Yeah. Herman Sang was the musical arranger for Tip Top, that’s where he did his recordings.

Also, he was recording with Derrick Harriott and the period with the Jiving Juniors.
Yeah, yeah. He used to play keyboards. He’s somewhere here in Canada.

Have you ever got any requests to try and compile most of your early stuff?
You know what? I’ve been asked that a couple of times, and then we’d say OK, but it never really reach anywhere. I mean, I’ve seen CD’s with my songs, a couple here and a couple there, but I get nothing from it. It hasn’t really done anything because everybody’s trying to ‘Yeah man, we can do this’ and so on, and we never heard back. Business never change, y’know what I mean, people always tryin’ to (chuckles) I should say ‘control’.

How would you look back on that era, how do you ‘place’ yourself in the history, can you look back on it with pride or you’re not feeling bitter because of what happened and what should’ve happened for you but for some reason didn’t?
Well, lets say the music, the songs that I wrote and recorded, I have no problem. Because, like I say, they had good lyrics so as far as that is concerned, yes, I’m proud. The only thing is that, I never got enough financial gains that I should’ve. That’s on the wayside of this, I guess I wasn’t mature enough at the time. But outside of that, I can’t look back with anything other than pride. I never made a lot of money, man, but not many guys were making a lot of money.

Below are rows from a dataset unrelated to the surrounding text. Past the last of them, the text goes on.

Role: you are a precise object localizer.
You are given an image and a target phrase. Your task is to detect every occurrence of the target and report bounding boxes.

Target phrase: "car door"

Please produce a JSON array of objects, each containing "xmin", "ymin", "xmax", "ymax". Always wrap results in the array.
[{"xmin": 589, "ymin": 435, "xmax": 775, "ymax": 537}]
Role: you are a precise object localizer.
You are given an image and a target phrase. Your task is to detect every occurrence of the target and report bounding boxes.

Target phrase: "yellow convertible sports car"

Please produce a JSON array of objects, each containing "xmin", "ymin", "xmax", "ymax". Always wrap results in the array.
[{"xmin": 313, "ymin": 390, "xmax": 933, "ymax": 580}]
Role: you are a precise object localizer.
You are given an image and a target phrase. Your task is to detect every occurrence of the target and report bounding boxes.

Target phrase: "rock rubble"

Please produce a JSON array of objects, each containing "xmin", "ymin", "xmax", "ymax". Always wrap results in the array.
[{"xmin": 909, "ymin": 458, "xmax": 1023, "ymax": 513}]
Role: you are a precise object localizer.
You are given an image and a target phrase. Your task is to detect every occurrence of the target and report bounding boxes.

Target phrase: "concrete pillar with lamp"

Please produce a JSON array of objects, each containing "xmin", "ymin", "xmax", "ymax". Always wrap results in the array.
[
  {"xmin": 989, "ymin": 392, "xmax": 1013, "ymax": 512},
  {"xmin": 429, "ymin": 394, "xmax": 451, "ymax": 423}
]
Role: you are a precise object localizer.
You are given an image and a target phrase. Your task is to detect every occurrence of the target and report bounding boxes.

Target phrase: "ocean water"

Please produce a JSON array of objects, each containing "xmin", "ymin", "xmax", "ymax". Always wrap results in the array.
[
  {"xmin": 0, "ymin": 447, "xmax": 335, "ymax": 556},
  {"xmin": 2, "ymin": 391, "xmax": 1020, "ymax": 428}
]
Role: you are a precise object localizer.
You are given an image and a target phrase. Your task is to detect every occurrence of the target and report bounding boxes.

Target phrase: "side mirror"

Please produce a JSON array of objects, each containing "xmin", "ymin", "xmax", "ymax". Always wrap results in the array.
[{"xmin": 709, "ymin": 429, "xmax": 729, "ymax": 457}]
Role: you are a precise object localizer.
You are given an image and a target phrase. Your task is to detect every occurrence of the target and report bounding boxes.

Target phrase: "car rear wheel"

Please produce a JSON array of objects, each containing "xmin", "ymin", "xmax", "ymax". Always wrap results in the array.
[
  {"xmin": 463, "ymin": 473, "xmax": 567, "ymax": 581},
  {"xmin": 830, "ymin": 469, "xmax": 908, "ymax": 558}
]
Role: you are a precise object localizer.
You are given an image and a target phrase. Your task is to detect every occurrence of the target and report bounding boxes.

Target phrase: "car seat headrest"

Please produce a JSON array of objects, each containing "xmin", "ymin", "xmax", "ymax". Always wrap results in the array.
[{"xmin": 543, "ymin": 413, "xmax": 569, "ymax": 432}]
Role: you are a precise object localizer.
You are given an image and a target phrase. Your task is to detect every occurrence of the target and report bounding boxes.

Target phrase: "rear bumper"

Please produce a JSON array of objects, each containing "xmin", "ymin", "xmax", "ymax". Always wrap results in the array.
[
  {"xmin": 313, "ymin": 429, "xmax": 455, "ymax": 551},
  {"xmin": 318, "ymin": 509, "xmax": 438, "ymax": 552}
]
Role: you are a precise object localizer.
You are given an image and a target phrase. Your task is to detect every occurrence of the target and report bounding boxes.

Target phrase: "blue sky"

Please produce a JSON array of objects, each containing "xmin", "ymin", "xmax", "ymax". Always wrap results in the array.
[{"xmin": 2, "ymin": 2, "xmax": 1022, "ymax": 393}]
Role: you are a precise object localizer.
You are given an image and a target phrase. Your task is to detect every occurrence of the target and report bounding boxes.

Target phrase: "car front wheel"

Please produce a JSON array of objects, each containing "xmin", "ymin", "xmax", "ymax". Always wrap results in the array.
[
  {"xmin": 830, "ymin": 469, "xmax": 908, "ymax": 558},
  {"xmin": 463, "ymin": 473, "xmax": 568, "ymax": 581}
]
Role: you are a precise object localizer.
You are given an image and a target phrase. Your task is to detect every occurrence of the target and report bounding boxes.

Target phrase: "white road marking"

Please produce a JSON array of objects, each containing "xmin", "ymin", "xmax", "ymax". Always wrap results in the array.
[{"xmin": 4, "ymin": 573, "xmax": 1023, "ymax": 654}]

But, I’ve moved on.

Yeah (laughs).
We really covered a lot here. As a matter of fact, we cover more than jus’ music, we covered about life! Music is sweet sounds to the ear and it’s about life, so…

It’s been way too little in terms of reissues of Panton’s best material over the years. In 2011 we had Japan’s Rock A Shacka to press Roy’s ‘Endless Memory’, produced by bassist/arranger/singer Boris Gardiner and released originally circa ’68 on Gardiner’s Bronco imprint, at the tail end of the rock steady era. Kudos to them for having the good taste to do so, but somehow it’s not enough. The English albums of King Edwards material is, apart from the occasional track on various Trojan anthologies, the only available sources to a few of Panton’s songs to date. But my rantings continue: isn’t it about time we see a fully realised compilation of his vintage material collected once and for all, just like so many other obscure or half-obscure artists out there. It’s about time, no? And it is, ‘Roy Panton, Yvonne Harrison & Friends – Studio Recordings 1961 – 1970’ is that compilation just realised. A Spanish release apparently, it’s something to check out not only for the typical ska heads. Great introduction to two very underrated Jamaican artists.